Catenary vs. Flexure

[bowlingdanish]

Hi there,

This is a random theoretical I've been thinking about - what exactly, fundamentally characterizes a catenary/'tension only' member? If I have a pin supported 10mm cable spanning 5 metres with a certain sag, and apply load at midspan I can calculate a resulting tensile force in the cable. If I have pin supported 300mm deep I beam spanning 5 metres I can calculate a bending moment. What if it's supported over 40 metres? Then I have a member with a certain sag that I can apply a load to - Where does the flexure stop and tension start? I suppose the beam could buckle laterally at some point and become unstable, but it wouldn't yield under self weight - perhaps at this point?

No idea if that makes any sense.

 

[dcarr82775]

Its a lot like porn. I can't define exactly what it becomes catenary, but I know it when I see it.

 

[JoshPlumSE]

When small deflection theory no longer holds. When the deflection is negligible compared to the properties of the cross section.

For example a 10 mm cable that sags 20mm over it's length would violate small deflection theory because its deflection is greater than it's depth.

A 300mm beam that deflections 3mm would NOT violate small deflection theory. If it deflects 300mm then it probably would.

 

[MotorCity]

If I understand your question, it is at what point does a beam act like a cable (or vice versa). I am not sure what the theoretical definition is, but here is one way to think of it: a cable has no (or very little) axial stiffness when loaded only by its own weight. In other words, you can't push on a rope. Of course things change a bit if the cable is prestressed.

 

[JStephen]

You can develop some criteria if it's really an issue. In the case of plates in bending, the criteria becomes that deflection is less than the plate thickness.
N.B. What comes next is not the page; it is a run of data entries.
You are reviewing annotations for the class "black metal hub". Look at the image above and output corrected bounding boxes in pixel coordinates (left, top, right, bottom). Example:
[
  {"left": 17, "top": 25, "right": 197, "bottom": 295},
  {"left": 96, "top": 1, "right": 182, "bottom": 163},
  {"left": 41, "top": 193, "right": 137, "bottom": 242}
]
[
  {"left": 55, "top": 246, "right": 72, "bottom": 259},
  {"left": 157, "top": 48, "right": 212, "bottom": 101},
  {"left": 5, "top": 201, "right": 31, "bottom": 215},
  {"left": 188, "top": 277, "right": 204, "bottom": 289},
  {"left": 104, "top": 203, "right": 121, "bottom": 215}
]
A major consideration in a lot of practical cases is whether the end conditions actually allow that tension to be established.
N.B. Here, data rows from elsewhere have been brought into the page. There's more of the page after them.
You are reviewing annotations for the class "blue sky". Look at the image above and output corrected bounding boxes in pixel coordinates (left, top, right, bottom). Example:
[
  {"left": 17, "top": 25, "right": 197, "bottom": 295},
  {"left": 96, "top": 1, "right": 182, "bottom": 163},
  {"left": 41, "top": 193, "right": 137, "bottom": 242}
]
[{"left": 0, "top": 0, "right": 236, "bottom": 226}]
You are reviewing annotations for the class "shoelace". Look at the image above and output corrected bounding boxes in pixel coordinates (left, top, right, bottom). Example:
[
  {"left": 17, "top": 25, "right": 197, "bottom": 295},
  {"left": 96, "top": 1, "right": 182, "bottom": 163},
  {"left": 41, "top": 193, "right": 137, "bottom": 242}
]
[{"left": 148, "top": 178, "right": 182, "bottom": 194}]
If you're interested in actual numbers, Roark has load cases for "Beams restrained against horizontal displacement at the ends".

 

[racookpe1978]

Look at four cases:

Cable or chain, pinned at both ends, spanning a gap, no "point" loads on the cable, only the distributed weight/length of the cable itself. So, a perfect catenary -> the "uniform load" of the cable's weight is carried BY the two pins at each end which are in tension, right?

Cable or chain, pinned at both ends, with two "heavy" point loads on the chain: Doesn't matter what the loads actually are, nor where they are along the chain. The chain is "straight" from left pin to load_1, then "straight" again (at a different angle) from load_1 to load_2, then "straight" again from load_2 to pin_2. Not a catenary at all, and not easy to calculate, but "pure" tension loads on the cable and the two pins, right?

Thin plate or flat bar, spanning a gap. The flat bar (say 2 inch wide x 1/8 thick) bends across the gap, but the two ends bend "up" so the two contact points support all of the load of the bar. Can calculate the bending as if it were a pin? Nope, you need to use a "roller" type of equation => NO tension is transmitted to the surfaces under both contact points, but the flat bar in the center does has the tension in its cross-section due to the weight, and it does form sort of a catenary. Get too far a gap, too thin a flat bar cross-section, the "bridge" fails because the tension pulls both ends down into the canyon, right?

Heavy beam supported at both ends. Similar theorectically to the catenary of the flat bar, but the "sag" is meaningless.